LayerLock: Non-collapsing Representation Learning with Progressive Freezing
Goker Erdogan, Nikhil Parthasarathy, Catalin Ionescu, Drew A. Hudson, Alexander Lerchner, Andrew Zisserman, Mehdi S. M. Sajjadi, Joao Carreira
TL;DR
LayerLock tackles self-supervised video representation learning by exploiting the observed ordered convergence of ViT layers during MAE training: shallower layers converge earlier, enabling progressive freezing and a shift from pixel to latent targets. The method sequentially freezes layers and transitions the prediction target from pixels to progressively deeper layer activations, using a patch-wise decoder and a 3D RoPE positional scheme; it is applicable to both pixel-based MAE and latent-prediction frameworks (e.g., V-JEPA).

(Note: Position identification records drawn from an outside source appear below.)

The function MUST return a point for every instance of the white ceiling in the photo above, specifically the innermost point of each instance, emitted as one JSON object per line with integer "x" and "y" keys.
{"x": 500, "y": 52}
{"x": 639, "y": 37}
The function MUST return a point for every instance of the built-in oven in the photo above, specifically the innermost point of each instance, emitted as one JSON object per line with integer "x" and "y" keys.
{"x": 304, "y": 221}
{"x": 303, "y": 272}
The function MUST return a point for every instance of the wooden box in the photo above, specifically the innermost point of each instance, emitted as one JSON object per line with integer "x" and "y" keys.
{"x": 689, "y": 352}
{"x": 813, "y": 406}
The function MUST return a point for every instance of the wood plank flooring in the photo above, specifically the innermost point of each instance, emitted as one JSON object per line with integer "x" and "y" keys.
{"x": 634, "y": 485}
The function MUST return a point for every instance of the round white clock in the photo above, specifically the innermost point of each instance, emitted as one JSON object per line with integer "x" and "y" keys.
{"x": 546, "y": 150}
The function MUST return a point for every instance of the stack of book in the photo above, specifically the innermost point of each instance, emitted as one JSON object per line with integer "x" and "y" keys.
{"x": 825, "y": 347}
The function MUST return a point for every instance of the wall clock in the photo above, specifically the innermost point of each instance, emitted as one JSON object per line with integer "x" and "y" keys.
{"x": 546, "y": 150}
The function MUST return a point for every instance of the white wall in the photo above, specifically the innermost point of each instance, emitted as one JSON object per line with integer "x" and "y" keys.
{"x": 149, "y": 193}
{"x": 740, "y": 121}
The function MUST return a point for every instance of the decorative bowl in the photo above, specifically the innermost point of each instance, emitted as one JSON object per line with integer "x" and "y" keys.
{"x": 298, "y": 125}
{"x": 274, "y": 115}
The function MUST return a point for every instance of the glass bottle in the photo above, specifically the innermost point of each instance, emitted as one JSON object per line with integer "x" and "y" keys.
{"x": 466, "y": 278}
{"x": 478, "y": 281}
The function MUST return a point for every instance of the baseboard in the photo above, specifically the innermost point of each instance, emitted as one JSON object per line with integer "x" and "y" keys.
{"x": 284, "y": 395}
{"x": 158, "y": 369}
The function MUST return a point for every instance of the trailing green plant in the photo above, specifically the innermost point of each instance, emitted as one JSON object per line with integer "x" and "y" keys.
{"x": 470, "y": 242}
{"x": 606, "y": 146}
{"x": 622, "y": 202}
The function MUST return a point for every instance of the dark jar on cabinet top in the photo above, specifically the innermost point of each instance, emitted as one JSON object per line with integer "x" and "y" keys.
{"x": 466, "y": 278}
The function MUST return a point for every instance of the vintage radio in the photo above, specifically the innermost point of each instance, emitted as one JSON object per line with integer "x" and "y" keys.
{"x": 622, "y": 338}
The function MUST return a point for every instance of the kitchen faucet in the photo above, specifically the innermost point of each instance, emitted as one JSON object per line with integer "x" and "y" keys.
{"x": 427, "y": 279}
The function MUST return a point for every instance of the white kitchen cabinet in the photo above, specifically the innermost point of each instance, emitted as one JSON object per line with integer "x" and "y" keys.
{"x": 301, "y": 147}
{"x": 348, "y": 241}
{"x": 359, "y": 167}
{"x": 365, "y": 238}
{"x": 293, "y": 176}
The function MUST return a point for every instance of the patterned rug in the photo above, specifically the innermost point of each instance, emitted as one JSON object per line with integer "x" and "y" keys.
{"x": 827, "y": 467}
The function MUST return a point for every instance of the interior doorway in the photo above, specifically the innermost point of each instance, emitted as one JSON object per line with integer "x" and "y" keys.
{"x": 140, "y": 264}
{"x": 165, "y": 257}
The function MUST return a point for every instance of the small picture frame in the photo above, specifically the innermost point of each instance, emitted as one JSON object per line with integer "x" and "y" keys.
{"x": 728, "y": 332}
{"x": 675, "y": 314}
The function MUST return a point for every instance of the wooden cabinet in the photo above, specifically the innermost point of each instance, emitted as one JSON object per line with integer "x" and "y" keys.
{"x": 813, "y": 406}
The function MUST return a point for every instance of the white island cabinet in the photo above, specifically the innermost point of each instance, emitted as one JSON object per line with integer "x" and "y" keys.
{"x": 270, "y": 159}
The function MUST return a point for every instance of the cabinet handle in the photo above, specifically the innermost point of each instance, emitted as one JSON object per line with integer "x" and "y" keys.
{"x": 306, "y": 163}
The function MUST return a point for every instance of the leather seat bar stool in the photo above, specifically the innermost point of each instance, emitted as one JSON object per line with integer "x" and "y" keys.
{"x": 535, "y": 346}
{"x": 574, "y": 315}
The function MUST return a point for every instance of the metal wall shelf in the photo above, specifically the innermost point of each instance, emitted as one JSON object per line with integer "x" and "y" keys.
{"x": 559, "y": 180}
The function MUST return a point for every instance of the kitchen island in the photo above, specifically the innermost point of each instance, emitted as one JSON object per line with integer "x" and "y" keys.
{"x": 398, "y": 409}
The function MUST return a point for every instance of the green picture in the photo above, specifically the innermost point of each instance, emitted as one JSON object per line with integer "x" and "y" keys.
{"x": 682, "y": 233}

The authors show that progressive freezing reduces compute and memory and avoids representation collapse that often accompanies latent training, while achieving strong performance on downstream tasks such as action classification and depth estimation. They validate LayerLock on large-scale models (up to 4B parameters), outperforming non-latent masked prediction baselines on the 4DS perception suite and demonstrating generality across pixel and latent paradigms.
Abstract
We introduce LayerLock, a simple yet effective approach for self-supervised visual representation learning, that gradually transitions from pixel to latent prediction through progressive layer freezing. First, we make the observation that during training of video masked-autoencoding (MAE) models, ViT layers converge in the order of their depth: shallower layers converge early, deeper layers converge late. We then show that this observation can be exploited to accelerate standard MAE by progressively freezing the model according to an explicit schedule, throughout training. Furthermore, this same schedule can be used in a simple and scalable approach to latent prediction that does not suffer from "representation collapse". We apply our proposed approach, LayerLock, to large models of up to 4B parameters with results surpassing those of non-latent masked prediction on the 4DS perception suite.